Path of Exile open beta – first impressions
Genre: Action RPG
Path of Exile went into open beta on the 23rd January, opening up the action-RPG to a wider audience. While facing some very obvious comparisons to the Diablo series, Path of Exile does have a few ideas of its own, and feels like a promising foundation for a future release – however far into the future that may be.
There has probably never been such a good time to be a broke gamer. While the free-to-play movement in games is a double edged sword – for every great title, there are several more that sit quietly steaming; and for every game that draws income in a discrete manner, there are hundreds if not thousands that press players to spend for an advantage at every opportunity. Looking to prove itself on the better side in both categories, step forward Path of Exile by Grinding Gear Games.

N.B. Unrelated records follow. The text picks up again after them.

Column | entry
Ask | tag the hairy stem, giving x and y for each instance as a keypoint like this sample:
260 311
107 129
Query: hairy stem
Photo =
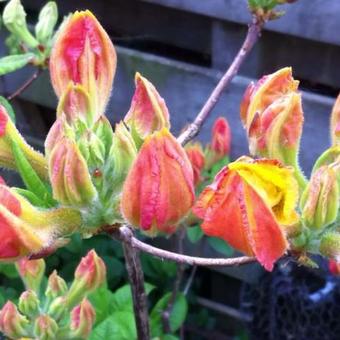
125 235
136 278
252 36
25 85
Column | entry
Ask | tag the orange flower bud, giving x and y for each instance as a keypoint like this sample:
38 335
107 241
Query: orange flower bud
31 272
12 323
335 122
320 201
82 320
25 230
196 157
159 179
83 54
9 133
69 175
89 275
248 205
148 111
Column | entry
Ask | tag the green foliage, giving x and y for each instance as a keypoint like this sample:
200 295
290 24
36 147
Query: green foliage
14 62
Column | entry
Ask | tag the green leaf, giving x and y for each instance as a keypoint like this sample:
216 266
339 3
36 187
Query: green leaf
220 246
30 177
120 325
5 103
14 62
194 234
177 317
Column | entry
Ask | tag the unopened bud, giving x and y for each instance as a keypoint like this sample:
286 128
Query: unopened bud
330 245
31 272
56 286
48 17
29 303
12 323
45 328
89 275
82 319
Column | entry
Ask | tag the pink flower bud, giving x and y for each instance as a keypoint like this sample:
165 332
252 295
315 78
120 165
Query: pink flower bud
148 112
83 54
56 286
12 323
82 319
160 177
89 275
31 272
69 175
45 328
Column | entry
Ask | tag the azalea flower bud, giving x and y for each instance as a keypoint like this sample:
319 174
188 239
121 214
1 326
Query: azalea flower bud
31 272
89 275
9 133
160 177
335 122
47 20
148 112
320 201
45 328
69 175
83 54
14 18
25 230
330 245
82 319
56 286
272 115
12 323
249 205
197 159
29 303
334 267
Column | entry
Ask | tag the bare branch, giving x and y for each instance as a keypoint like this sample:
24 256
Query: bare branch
125 235
252 36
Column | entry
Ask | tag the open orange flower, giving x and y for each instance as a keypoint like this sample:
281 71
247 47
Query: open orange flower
248 205
158 191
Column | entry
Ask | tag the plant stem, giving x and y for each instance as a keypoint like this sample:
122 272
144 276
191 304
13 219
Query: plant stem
167 311
25 85
136 278
125 235
252 36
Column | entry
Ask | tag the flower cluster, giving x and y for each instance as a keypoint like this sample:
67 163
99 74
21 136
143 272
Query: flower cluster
60 312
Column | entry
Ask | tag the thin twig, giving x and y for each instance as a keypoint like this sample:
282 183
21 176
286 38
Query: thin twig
167 311
125 235
136 278
253 34
25 85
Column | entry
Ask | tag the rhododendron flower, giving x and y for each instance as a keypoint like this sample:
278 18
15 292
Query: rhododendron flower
158 191
197 159
25 230
83 54
249 204
335 122
272 115
148 111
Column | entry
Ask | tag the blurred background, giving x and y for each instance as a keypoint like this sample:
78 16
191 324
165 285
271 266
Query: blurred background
183 46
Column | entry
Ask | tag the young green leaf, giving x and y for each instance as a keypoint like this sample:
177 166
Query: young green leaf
30 177
14 62
5 103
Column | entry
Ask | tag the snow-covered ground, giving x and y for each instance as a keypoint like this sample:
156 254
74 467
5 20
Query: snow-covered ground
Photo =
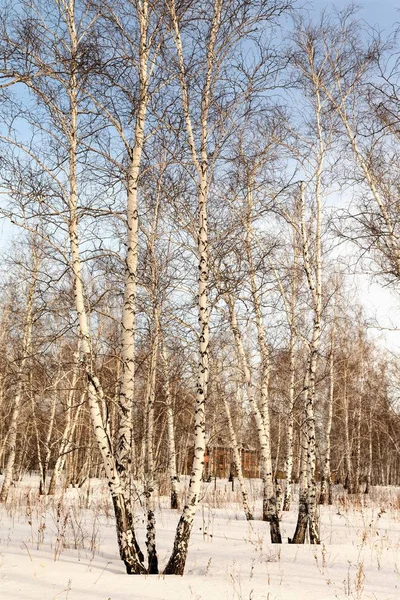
65 549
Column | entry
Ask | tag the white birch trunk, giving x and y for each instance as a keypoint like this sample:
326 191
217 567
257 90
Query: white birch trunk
326 482
269 504
177 561
25 350
129 550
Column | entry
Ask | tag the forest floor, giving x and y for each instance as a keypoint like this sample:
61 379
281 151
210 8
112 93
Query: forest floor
64 548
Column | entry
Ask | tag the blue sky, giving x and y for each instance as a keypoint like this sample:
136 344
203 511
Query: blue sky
379 302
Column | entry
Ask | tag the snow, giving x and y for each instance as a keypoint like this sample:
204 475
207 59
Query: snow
65 548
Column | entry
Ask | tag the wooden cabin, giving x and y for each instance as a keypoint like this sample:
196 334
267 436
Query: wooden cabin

Having spent over a year in closed beta, Path of Exile (PoE) moved into open beta two days ago (23rd January), offering itself to a new audience. And let’s get the obvious comparison out of the way – if you’ve played a Diablo game, you will feel very comfortable with PoE. The isometric view, mob grinding, randomised loot, dark atmosphere and even elements of the interface all carry that sense of deja vu. However, this could also be said of Sacred, Fate, Torchlight and others – all games that also brought their own elements to the formula.
You begin by choosing from one of six characters, each representing a different class and all on a prison ship before being apparently thrown overboard. From this point, the time until zombies are trying to chew on you can be counted in seconds, and the grind for XP, story advancement, and better gear has begun.
So what does PoE offer that is different to other titles in the genre?
Well, skills are handled very differently for starters. The six characters represent the three attributes – strength, dexterity and intelligence – either singly focused, or with two in combination with each other (for example, the Witch is pure intelligence; while the Templar is strength and intelligence). However, skills are tied to gems that can be collected, socketed onto equipment (or removed without penalty) and individually levelled up as needed – the nearest comparison that can be made being materia in Final Fantasy 7. Almost every piece of equipment in the game will have one or more sockets, colour-coded according to the attributes and ready for gems to be added. In summary, if you wanted a fireball-throwing Duelist, or a melee-focused Witch, you can do so – provided you have the right skill gems and plan ahead when you use the skill tree.
And at this point, things are in danger of feeling overwhelming…
The above is part – only part! – of the tree that is used to assign passive skill points. One point is gained per level to a maximum of 111, and the website claims there are 1,350 nodes on the tree, which is believable. Most of the nodes are attribute bonuses, most commonly +10 to whichever statistic, obviously allowing use of better skills or equipment. Others however may have different effects, such as increasing damage with axes, or improving spell casting speed, or even unique effects like making summoned minions explode upon dying. Skill points can be refunded, but having an idea of where you’re heading is pretty important from the start – especially if you are building a character “against type” and need to lead the tree into different skill sets.
The developers have realised this too, with a skill planner tool on their website.
The game is technically an MMO, although unlike most MMOs the game areas are instanced – you may see a lot of people running around in town, but in the wilderness it’ll just be your party (or you alone if you prefer soloing). Well, almost – there are also PvP rules, some of which would allow people to enter each others’ instances in an attempt to rob them (although this, along with several other variants, is not the default playing style and would be essentially done by mutual consent).
Trade is purely barter-based – there are no coins in the game, with NPC vendors “selling” items in exchange for consumable resources, such as scrolls of wisdom (identify) or town portal. As inflation from the effect of an infinite amount of gold entering a game is often an end effect of many MMOs, it’ll be interesting to see if the use of consumable items instead will result in something more stable.
Items sold to vendors tend to be paid for in shards and fragments of basic consumables too; this does make you consider your items carefully, knowing that an item which needs identifying may potentially be worth only one-fifth of the scroll needed to do so, and a town portal will often be more valuable than the loot weighing you down you want to return and sell.
And while we’re talking of trade, the game already has a cash shop available. The PoE website says the aim is to have “ethical microtransactions”, which may be the single hardest element to balance. At present, the content available is a mixture of the cosmetic such as pets or dyes, and the functional such as more storage space. Whether these will be enough to fund the game, only time will tell. There is definitely some loyalty and interest among the existing playerbase, with Grinding Gear Games claim to have received $2.2mil during the closed beta stage from players supporting development.
It is obviously too early to give any form of rating to PoE, although in terms of playability it already feels as strong as many other action-RPGs. The comparisons to the Diablo series are understandable, and it’ll be interesting to see how PoE develops to stand on its own ideas (and whether the passive skill system will be refined in any way) and if it can draw in the loyalty – and finances – from a larger group of players than those who supported them through the closed beta.